On peut dire que je tente maintenant d’orienter ma pratique artistique vers la photographie et mes intérêts personnels. Je veux être capable d’en arriver à me présenter en images peu à peu. En fait, j’utilise l’art pour vaincre ce tempérament timide. Dans la production, nos premières influences nous suivent tout le temps. Par exemple, je suis encore passionné par le septième art, mais maintenant je le vois avec un autre regard.
J’entretiens une autre relation avec le cinéma et la documentation vidéo et je sais maintenant que mes intérêts pour le septième art m’ont forgé une esthétique et une méthode de travail. J’ai compris que ma façon de penser fait évoluer ma pratique. Je crois que nous sommes tous des artistes en évolution, en conflit avec nos pensées et nos idées.
Maintenant, j’utilise la photographie en noir et blanc pour me rappeler que j’ai été marqué par l’esthétique des films de Serguei Eisenstein et les premiers temps du cinéma.
L’expérimentation prend une place énorme dans le processus de ma création. Au moment où j’ai pensé me questionner sur mon attitude par rapport à ma méthode de prise d’images et sur les sujets que j’observais, j’ai constaté que je projetais mes émotions sur les individus que je voulais regarder. J’ai réalisé le projet Sur le banc de parc, partie 1 parce que, comme je le disais plus haut, la vision que j’avais de cette scène urbaine était un banc paisible où chaque jour (ou presque) des personnes actives viennent s’y reposer quelques minutes avant de repartir. Ces personnes observent la Rivière-aux-Sables et regardent à distance les personnes âgées de la résidence. Ma perception de ce fait divers était que ces personnes qui prenaient le temps de se reposer devaient probablement se questionner sur leur état de santé, puisque dans leur champ de vision se trouve un centre pour personnes en perte d’autonomie. Ce projet est le fait de regarder la vie qui passe, le quotidien d’une situation presque anodine. Je comparais les personnes qui étaient sur le banc et celles qui étaient observées de leur balcon. On peut dire que je regardais toutes ces personnes qui, elles aussi, regardaient le temps qui passe. Dans le projet Dérives urbaines, je prends part à la vie urbaine, parce que mon déplacement vient transformer le cours des choses. Je voulais probablement me transposer dans le corps d’un individu qui regarde ce qui se passe. J’ai décidé de sortir de mon appartement pour partir de l’autre côté de la rive, afin de prendre des images opposées à celles qui se trouvent dans le projet.

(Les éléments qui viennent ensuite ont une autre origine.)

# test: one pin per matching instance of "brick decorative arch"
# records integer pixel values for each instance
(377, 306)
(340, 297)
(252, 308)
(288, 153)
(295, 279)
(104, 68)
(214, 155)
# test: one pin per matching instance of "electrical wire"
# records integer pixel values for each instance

Sur le banc de parc partie 1 et partie 2. L’objectif de mon appareil capte des images sans trop savoir si la scène devient un élément qui caractérise la marque d’une esthétique de rue, puisque je privilégie la découverte hasardeuse afin de pouvoir inscrire une écriture sur la perception de l’image et le souvenir du moment. On peut dire que c’est pour moi une première tentative, tout comme le projet Ombres sur ville, série 1 et série 2 qui donne à voir, sur le pavé des rues de ma ville, cette tentative d’autoportrait par l’entremise de mon ombre, qui évoque ce désir de vouloir stabiliser mon autoportrait sur la route. Par la photographie, je veux découvrir les facettes de mon quotidien. Je documente la façon dont je perçois ce qui se trouve dans mon environnement. Je prends en note à l’aide de la photographie, les images de mes moments présents.
Le projet Les séries : Sur le banc de parc, Ombres sur ville et dérives urbaines (voir Figures no 12 à 30, p. 53-68) a été pensé avec l’idée de me positionner sur la question de l’image en mouvement et de l’image fixe, ainsi que de me permettre de questionner sur la problématique de ma recherche. Je trouve qu’aujourd’hui, en général, on ne prend pas le temps de profiter de ce qui se trouve dans notre environnement immédiat. Mon rapport photographique face aux situations banales du quotidien m’inspire à produire encore plus.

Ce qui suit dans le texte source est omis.